This Quantum Computing Stock Could Skyrocket 70%—Here’s Why Wall Street Is Buzzing
Quantum computing isn't just sci-fi anymore—it's a market-ready disruptor. And one under-the-radar stock has analysts pounding the table for a 70% surge.
Wall Street's latest darling? A quantum play that's quietly building the hardware to power the next tech revolution. No vaporware here—just cold, hard upside.
Funny how these 'groundbreaking opportunities' always emerge right before earnings season. But the math doesn't lie: 70% is a number even hedge funders can't ignore.
Image source: Getty Images.
IonQ's trapped ion approach shows potential
IonQ is a leading quantum computing company, which is impressive considering that it doesn't have another business to fund its operations. IonQ relies on raising capital in the public markets and various contracts it has to fund its research, unlike many of the big tech competitors in this space, which have massive cash flows to fund their quantum computing research.
Despite this disadvantage, IonQ has developed impressive quantum computing technology.
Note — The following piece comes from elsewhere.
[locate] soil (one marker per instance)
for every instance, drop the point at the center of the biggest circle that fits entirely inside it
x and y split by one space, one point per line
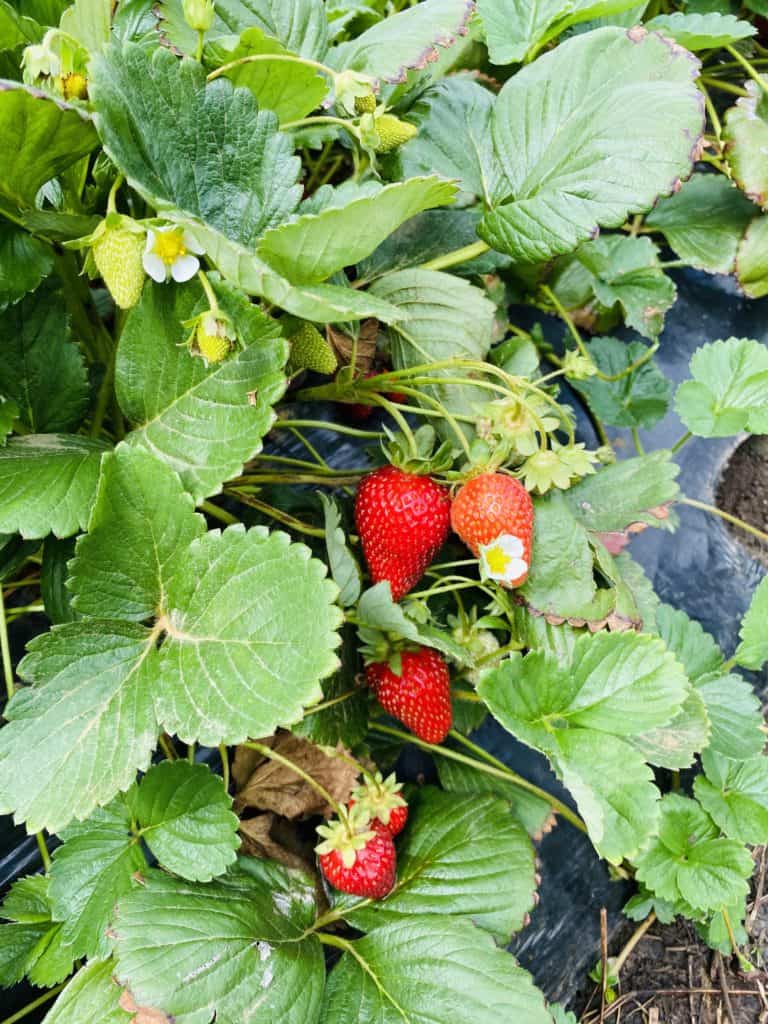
673 978
742 491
IonQ has taken the trapped ion approach to quantum computing, which has benefits and drawbacks. On the plus side, trapped ion architecture has impressive fidelity, and IonQ holds the world record in 1-qubit gate fidelity tests. (A qbit, or quantum bit, is the basic unit of information used in quantum computing to encode data.) It can also be done at room temperature, while other solutions need to be cooled to absolute zero. On the downside, trapped ion quantum computing can have a slightly slower processing speed compared to other solutions.
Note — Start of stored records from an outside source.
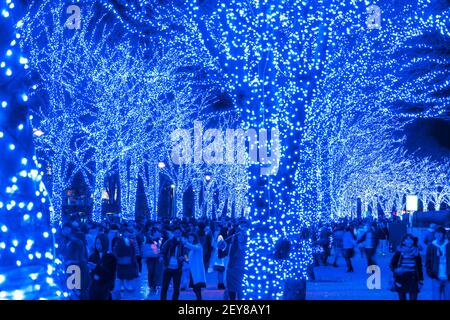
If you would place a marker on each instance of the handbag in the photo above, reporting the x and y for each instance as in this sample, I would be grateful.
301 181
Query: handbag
349 253
124 260
150 250
398 271
219 268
Time will tell whether this is a winning approach, but some of IonQ's early successes indicate that it could be viable.
But will that be enough to deliver the $70 stock price that Garrigan thinks is possible?
IonQ won't see real business gains for at least a few years
Any stock price prediction for IonQ is speculation. While it has a handful of contracts and its quantum computing devices are available for use on all three major cloud computing services, there's really no commercial market for quantum computing right now. However, most quantum computing companies point toward 2030 being a key year, and IonQ is no exception.
Its CEO projected that IonQ WOULD be profitable and generate sales of nearly $1 billion by 2030. After that, management expects significant market expansion, with an $87 billion market emerging by 2035. To bridge the gap between profitability and its research phase, IonQ has $1.6 billion in cash, cash equivalents, and outside investments, which should allow it to reach this critical point.
While it's impossible to know if IonQ's technology will propel it to be a winning quantum computing pick over the next few years, investors can feel confident that IonQ has the proper resources and backing to at least get to that point.
Whether that's worth a $70-per-share target is a different question that I can't answer, but with all of the momentum behind quantum computing, I have a hard time seeing this stock slowing down anytime soon. As a result, I think it's worth an investment, as long as the position size is kept relatively small to help manage risk.